Stuart Kusher’s New Old Gods

Stuart Kusher is an irreverent classicist, a polydextrous visual communicator, a post-media mythologist and consummate rule-breaker for whom content, concept, technique, process, and meaning are bound together in a singular intuitive imperative -- telling the many varied stories of humanity, beginning with his own.

A lifelong artist by temperament and activity, for Kusher this storytelling impulse has generated an impressively eclectic array of manifestations over the years. From early inventiveness that prompted him to create, arte povera style, intricate sculptures carved into kneaded erasers, on school time; to his early mentorships by seminal figures in LA’s bohemian avant-garde from artists like Lorser Feitelson and Paul Zorthian, to Artforum critic Fidel Danieli; through decades of success in the interrelated spheres of advertising, music, and film -- all culminating in the most meaningful, personal, monumental work of his life so far, a suite of bronze sculptures of extraordinary power, innovation, complexity, and soulful, earthy majesty in which figures and symbols are invoked through the artist’s imagination to become profound avatars for aspects of man’s existence.

Kusher’s technical process is an epic undertaking of complex interactions between analog and mechanical, natural and chemical, temporal and atmospheric elements. Some of his larger works such as the striking monument to passionate, pensive beauty that is Contessa may take two years from inception to installation. But the main thing is, since Kusher always starts in clay before ultimately finishing in bronze and/or stainless steel, the original sparks of creative imagination present a vitality, verve, and hand-wrought immediacy that endure right through to the finished works -- which in their heavy metal heft and iridescent, chromatically saturated patinas have both a timeless gravitas and a 21st-century swagger.

As Kusher sets out on each new experimental studio journey, it’s as though the clay communicates directly with his muse before addressing him with its desires. He finds himself asking what each new sculpture needs to tell its nascent story in the most effective, impactful, memorable way. There’s no plan per se when he starts, yet the metaphorical schemes which emerge are fraught with such cultural significance and narrative layers that they fairly beg to be deciphered and decoded. At times there is even an undercurrent of religiosity, or worshipfulness -- such is the power of the sculptures’ radiant souls and eccentric accoutrements. In works like The Gatekeeper, The Scribe, and The Messenger, Kusher’s use of ritualistic postures and allegory-rich symbols like beating wings, plucked feathers, locks and keys, bones, wood pyres, human skulls, and masks resonate in depths of our collective unconscious.
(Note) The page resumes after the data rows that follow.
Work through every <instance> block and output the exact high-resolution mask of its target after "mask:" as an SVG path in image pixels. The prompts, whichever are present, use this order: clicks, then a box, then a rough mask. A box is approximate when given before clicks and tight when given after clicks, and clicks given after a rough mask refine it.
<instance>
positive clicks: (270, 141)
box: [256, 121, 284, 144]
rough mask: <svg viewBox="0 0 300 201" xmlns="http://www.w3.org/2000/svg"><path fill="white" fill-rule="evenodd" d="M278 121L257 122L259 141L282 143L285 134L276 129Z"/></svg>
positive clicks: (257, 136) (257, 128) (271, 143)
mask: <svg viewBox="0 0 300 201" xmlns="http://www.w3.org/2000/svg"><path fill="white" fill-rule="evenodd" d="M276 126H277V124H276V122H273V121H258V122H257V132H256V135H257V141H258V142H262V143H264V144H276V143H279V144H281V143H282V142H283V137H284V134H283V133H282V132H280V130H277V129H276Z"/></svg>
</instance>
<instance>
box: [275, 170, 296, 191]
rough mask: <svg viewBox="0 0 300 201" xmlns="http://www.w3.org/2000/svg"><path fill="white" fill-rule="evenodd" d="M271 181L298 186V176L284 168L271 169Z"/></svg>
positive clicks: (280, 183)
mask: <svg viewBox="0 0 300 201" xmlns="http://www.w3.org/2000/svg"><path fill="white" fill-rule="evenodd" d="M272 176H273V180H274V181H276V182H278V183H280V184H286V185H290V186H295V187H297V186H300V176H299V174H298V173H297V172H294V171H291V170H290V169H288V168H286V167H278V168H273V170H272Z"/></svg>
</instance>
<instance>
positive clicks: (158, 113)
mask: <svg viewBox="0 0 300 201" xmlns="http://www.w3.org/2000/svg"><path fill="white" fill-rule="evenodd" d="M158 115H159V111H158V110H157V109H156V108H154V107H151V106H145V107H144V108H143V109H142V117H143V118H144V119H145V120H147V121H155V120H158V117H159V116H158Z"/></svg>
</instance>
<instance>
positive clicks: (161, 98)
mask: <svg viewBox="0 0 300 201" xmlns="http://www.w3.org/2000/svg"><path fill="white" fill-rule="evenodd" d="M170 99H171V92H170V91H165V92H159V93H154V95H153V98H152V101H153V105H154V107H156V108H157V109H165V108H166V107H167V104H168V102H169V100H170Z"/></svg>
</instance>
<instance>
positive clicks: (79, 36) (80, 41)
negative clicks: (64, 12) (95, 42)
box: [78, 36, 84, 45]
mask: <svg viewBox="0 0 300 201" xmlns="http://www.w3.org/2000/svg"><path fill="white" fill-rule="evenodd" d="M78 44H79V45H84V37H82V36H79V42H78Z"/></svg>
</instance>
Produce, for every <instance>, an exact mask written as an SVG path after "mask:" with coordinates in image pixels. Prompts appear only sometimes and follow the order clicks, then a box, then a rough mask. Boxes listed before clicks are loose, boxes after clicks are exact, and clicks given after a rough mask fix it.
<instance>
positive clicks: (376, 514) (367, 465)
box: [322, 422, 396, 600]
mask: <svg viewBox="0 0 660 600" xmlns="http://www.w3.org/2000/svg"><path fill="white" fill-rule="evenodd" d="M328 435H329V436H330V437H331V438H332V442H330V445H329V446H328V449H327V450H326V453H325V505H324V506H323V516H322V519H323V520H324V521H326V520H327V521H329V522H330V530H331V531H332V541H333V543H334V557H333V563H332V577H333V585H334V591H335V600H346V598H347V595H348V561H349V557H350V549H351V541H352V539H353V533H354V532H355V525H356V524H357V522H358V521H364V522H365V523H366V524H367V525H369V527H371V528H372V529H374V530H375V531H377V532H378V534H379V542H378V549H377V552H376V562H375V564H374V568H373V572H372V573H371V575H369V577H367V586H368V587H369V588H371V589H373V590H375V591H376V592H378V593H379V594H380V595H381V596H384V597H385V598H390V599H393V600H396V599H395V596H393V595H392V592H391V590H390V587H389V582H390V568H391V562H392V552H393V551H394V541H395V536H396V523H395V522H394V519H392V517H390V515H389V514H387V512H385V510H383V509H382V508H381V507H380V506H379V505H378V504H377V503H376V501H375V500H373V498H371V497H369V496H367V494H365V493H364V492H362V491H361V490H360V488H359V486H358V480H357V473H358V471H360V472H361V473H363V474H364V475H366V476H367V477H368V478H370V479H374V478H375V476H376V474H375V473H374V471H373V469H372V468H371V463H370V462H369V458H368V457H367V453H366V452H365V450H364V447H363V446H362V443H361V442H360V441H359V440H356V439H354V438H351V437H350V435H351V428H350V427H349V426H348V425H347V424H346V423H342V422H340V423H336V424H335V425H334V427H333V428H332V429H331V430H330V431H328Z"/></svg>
But just as there is no single source for his poetic characters and storylines, there is no single spiritual doctrine at issue. Greco-Roman, Judeo-Christian, Pagan and First Nation, Deist and Tribal, Jungian, and Surrealistic -- all of these rivers flow into Kusher’s stylistic and iconographic reservoir, where they intermix and transform into fresh new wholes. Works like Broadway Madame, Mohawk Mafia, Afrinesta, and Patron Saint of San Onofre evolved from observations on the secular world, the dynamics of the demimonde, the inverted power structures of gender relations, and the hyperactive illusionistic theatricality that defines much of human interaction. With exaggerated features, elaborate headdresses, jaunty stances, knowing glances, and political edge creeping in through the titles, much of Kusher’s work seems involved not in reviving the old gods but in giving form to our new ones.

Contessa, Kusher’s most operatic work to date, toes the line between portrait and idol with exceptional nuance. Her face is an emotional portrait rather than an image of likeness. Kusher works from real people but not specific models or photographs. An ardent observer and keen student of detail, by the time he enters the studio he’s more than prepared to work directly from his imagination; and the interpretation of his own subject matter only comes to him later as he works down into the clay. His is a finger-based thought process, a tactile conceptualism that began fifty years ago with his ad hoc eraser sculptures and evolved through decades of paintings, assemblages, designs, performances and sculptural feats of engineering and labor-intensive treatments -- yet still yields results as intimate as the thumbprints visible in the serpentine locks of Contessa’s arboreal tresses.

They say no man is an island -- at least not in the stream of art history -- and Kusher is nothing if not a voracious aficionado of visual culture. But neither is he interested in appropriating or recreating what has come before. It’s more that as he proceeds with a bold curiosity to observe and express, he forges for himself new pathways toward the same archetypes that inspired the artists and artisans of old. Thus the formal qualities that hearken to conventions of both art history and anthropology in his work are, if not quite coincidental, then certainly independently devised. Inspired by the classics but excited by the outlaws, Kusher carries on telling extraordinary stories that belong only to himself -- yet also belong to each and every one of us.